Retirees are faced with an immediate problem of income replacement. The choices are an Annuity, Bond Ladder or Balanced Portfolio of Stocks and Bonds. Does Annuity make sense where it basically returns your money with a low level of guaranteed interest? The annuity company needs to make profit which comes out of ones return. Only the most risk averse retiree should buy annuities. Right or Wrong?


Academic analyses have shown that annuities do a better job than bonds, whether in a ladder or funds in a balanced portfolio of stocks and bonds, at both minimizing the change you run out of money and maximizing the legacy you can leave behind. Here’s an article that discusses others’ work as well as our own.

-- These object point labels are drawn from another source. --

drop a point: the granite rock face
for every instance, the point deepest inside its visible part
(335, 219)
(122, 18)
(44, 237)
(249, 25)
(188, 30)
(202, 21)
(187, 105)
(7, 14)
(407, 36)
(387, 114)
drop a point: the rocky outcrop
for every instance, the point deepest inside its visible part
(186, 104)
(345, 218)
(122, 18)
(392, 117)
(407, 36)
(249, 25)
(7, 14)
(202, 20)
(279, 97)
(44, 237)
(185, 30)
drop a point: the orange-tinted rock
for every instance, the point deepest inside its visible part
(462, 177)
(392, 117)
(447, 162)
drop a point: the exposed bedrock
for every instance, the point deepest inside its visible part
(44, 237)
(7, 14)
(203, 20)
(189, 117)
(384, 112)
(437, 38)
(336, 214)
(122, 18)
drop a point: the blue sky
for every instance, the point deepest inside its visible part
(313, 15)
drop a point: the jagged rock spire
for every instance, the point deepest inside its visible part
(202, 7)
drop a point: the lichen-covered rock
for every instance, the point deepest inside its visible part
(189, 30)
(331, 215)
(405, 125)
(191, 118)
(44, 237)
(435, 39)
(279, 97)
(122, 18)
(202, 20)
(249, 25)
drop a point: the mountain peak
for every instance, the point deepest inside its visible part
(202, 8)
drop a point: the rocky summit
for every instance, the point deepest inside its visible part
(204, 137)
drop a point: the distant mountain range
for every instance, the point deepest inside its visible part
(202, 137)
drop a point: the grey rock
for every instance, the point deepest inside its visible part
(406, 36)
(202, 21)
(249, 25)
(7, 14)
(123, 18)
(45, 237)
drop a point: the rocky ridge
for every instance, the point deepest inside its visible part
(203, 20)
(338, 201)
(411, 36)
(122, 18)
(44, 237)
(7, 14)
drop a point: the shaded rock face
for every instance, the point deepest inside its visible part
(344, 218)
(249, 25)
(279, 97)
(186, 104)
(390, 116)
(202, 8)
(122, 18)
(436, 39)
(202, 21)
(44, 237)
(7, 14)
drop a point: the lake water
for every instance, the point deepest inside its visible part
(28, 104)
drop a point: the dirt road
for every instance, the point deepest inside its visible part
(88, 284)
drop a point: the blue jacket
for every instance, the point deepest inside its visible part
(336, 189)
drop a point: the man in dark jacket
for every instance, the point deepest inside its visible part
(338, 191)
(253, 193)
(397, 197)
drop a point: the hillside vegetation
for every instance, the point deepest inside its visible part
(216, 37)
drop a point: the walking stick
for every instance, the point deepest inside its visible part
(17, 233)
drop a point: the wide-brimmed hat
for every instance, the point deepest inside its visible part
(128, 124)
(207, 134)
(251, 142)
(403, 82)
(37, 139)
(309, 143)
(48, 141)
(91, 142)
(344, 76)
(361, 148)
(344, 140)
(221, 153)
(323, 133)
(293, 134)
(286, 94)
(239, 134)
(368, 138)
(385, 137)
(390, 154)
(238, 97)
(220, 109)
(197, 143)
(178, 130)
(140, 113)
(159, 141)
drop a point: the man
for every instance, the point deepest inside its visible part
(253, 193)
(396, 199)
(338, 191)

What annuities do that bonds don’t is provide mortality credits (access to other people’s money if you live longer than them) and free up your principal. In a bond ladder, you have to lock away a lot of money to generate enough interest to live off of, whereas you can put less money into an annuity to get the same income as your principal is returned to you along with interest.

Yes, annuities are for the more risk averse out there since you’re paying insurance companies to take on market and longevity risk for you. Generally, if you’re someone comfortable with just stocks, I’d say annuities aren’t right for you. But if you’re invested in bonds and your goals are to minimize the risk of running out of money while maximizing your legacy, annuities do a better job than bonds.